Member of the Legislative Assembly of the Northwest Territories
- In office 1891–1898
- Preceded by: John Secord
- Succeeded by: James Hawkes
- Constituency: South Regina

Mayor of Regina
- In office 1886–1887
- Preceded by: David Lynch Scott
- Succeeded by: W. Cayley Hamilton

Personal details
- Born: May 9, 1848
- Died: September 19, 1923 (aged 75)
- Occupation: Rancher

= Daniel Mowat =

Canadian politician

Daniel Alexander Mowat (May 9, 1848 – September 19, 1923 ) was a merchant and political figure in Saskatchewan (then the Northwest Territories), Canada. He represented South Regina in the Legislative Assembly of the Northwest Territories from 1891 to 1898 as a Conservative.

He was born in Ottawa, Canada West, the son of Alex Mowat, of Scottish descent. In 1871, he married Amelia M. Hoy. Mowat was a member of the Ottawa public school board. He came to the Northwest Territories in 1880 and opened the first store in Regina in 1882. Mowat served on the Regina town council and was mayor from 1886 to 1887. With his brother Alex, also a partner in the Regina store, Mowat owned a large horse ranch near the current village of Avonlea.

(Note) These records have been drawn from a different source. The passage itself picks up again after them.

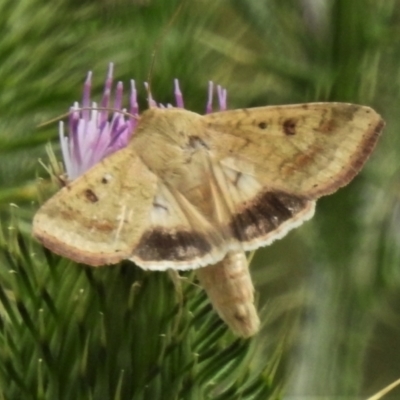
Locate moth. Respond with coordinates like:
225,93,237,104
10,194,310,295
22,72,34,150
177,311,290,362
33,103,384,337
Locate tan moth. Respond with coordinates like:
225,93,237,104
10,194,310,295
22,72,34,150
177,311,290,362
33,66,384,337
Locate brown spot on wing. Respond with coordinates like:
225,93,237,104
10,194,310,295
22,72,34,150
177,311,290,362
135,227,211,261
282,118,296,136
230,191,308,242
310,119,385,198
83,189,99,203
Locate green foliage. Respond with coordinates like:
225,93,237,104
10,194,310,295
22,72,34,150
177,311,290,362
0,217,278,400
0,0,400,400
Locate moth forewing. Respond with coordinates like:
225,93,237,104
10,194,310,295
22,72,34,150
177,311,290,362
196,251,260,338
32,147,157,266
204,103,384,199
33,98,384,337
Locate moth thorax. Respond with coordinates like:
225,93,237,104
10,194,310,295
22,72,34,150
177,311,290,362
196,251,260,337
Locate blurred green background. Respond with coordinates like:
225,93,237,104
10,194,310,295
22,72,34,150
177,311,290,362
0,0,400,399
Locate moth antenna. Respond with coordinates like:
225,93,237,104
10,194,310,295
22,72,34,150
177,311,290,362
146,0,185,98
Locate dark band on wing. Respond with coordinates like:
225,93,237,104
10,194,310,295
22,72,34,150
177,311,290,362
230,192,308,242
135,228,211,261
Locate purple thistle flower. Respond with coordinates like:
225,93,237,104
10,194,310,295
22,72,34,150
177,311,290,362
59,63,227,180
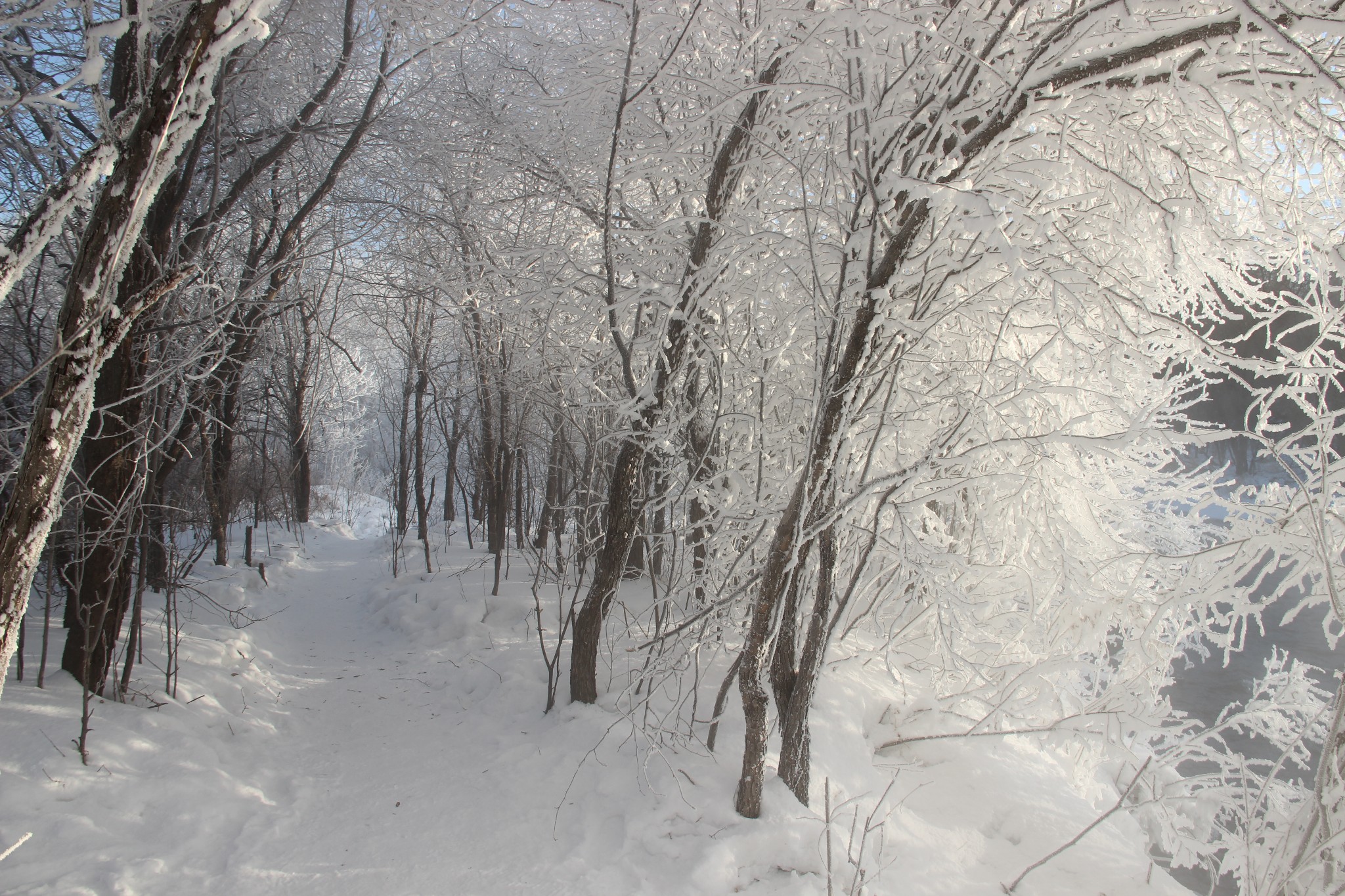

While a member of the assembly, Mowat proposed that English be the sole language of instruction in schools in the Northwest Territories. A compromise was reached that allowed a course in French at the primary level.

He moved to British Columbia and so retired from territorial politics in the 1890s. He died in Burnaby, British Columbia, and was buried in Ocean View Burial Park, Burnaby.